By KARL RITTER
FILE – In this Dec. 3, 2009 file photo smoke billows from chimneys of the cooling towers of a coal-fired power plant in Dadong, Shanxi province, China. The International Energy Agency says the world’s energy-related carbon dioxide emissions rose 1.4 percent in 2012 to a record high of 31.6 gigatons, even as the U.S. posted its lowest emissions since the mid-1990s. In a report released Monday June 10, 2013, the IEA says China saw the largest emissions growth last year, but the increase was among the lowest seen in a decade amid investments in renewable energy and energy efficiency. (AP Photo/Andy Wong, File)
STOCKHOLM (AP) — Scientists are more confident than ever that pumping carbon dioxide into the air by burning fossil fuels is warming the planet. The question is, by how much?
It’s something that officials and scientists meeting in Stockholm will try to pin down as precisely possible Friday in a seminal report on global warming.
Future global warming levels depend on two major factors. One is how much more carbon dioxide (CO2) and other greenhouse gases are pumped into the air and how quickly.
The other is the rate at which those gases cause warming, sort of like a revving car engine. With that rate, called “climate sensitivity,” scientists are trying to figure out how much warming would happen with different levels of carbon pollution. The higher the climate sensitivity or rate, the higher the warming per ton of greenhouse gas emitted.
The values adopted by the Intergovernmental Panel on Climate Change are important because they could affect how hard governments try to rein in CO2 emissions — which are still going up largely due to the rapid expansion of China and other emerging economies.
A lower value may reduce the world’s sense of urgency in making a costly energy transformation from oil, coal and gas to renewable sources like solar or wind power — or in halting the destruction of the Earth’s forests, which capture CO2.
“It’s a key part of the climate problem,” said Chris Field, a Carnegie Institution scientist who is a leader in the IPCC but wasn’t involved in the report due Friday.
The greenhouse effect, which explains how CO2 and other greenhouse gases trap heat in the atmosphere, was discovered in the 19th century but scientists are still struggling to quantify it.
The IPCC is expected to say Friday that it’s 95 percent certain that more than half the surface warming of the Earth that has been observed since 1951 is due to the CO2 emissions resulting from human activities.

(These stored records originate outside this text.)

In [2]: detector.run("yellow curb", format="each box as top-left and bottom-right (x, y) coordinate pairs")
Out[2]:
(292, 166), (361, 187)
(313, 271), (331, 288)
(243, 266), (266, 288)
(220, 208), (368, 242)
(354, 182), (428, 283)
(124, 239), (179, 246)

Climate sensitivity is a measure of how much temperatures would go up if the concentration of CO2 doubled in the atmosphere.
In its third assessment, the IPCC estimated this as a likely range of 1.5-4.5 degrees Celsius (2.7-8.1 Fahrenheit). The fourth report, in 2007, raised the lower end of that range to 2 C (3.6 F), and gave a best estimate of 3 C (5.4 F).
Now, new research has shown that the upward move may have been too hasty, and there’s a discussion in Stockholm over whether to bring the lower end back down to 1.5 C (2.7 F).
It may seem like a minor detail, but it makes a difference to governments, which want to know how much CO2 emissions need to be cut to prevent temperatures from increasing more than 2 C (3.6 F) compared to before humans started burning fossil fuels. That’s the limit they have agreed to in U.N. climate talks. Temperatures have already gone up about 0.8 C (1.4 F).
Reducing the lower range of climate sensitivity “would mean that we have a better chance of staying below 2 degrees than we thought before,” said Kaisa Kosonen, a Greenpeace climate activist. “But I wouldn’t bet on it because they are not lowering the higher end of the range.”
In leaked comments on a June draft of the IPCC report, the British government called climate sensitivity “a key issue of concern” that helps give policy-makers a sense of how big a threat climate change is.
The United States, Australia and Norway have called for the authors to provide a single value as their best estimate in addition to a range, to give policy-makers better guidance.
Meanwhile, EU climate commissioner Connie Hedegaard is downplaying the discussion.
“You don’t need to have the last decimal to see that the overall number isn’t looking good,” she said in a comment emailed by her spokesman.
Some scientists resist giving a single value because it could give the false impression that there’s more certainty than there really is about how sensitive the climate is to CO2. That doesn’t mean they doubt that CO2 serves as an engine of warming — the question is whether it’s a four-cylinder or a V8.
“We know a great deal of the mechanism by which CO2 causes warming,” said Field, the Carnegie scientist. “There is still uncertainty about how much a range of feedbacks either amplify or suppress that warming.”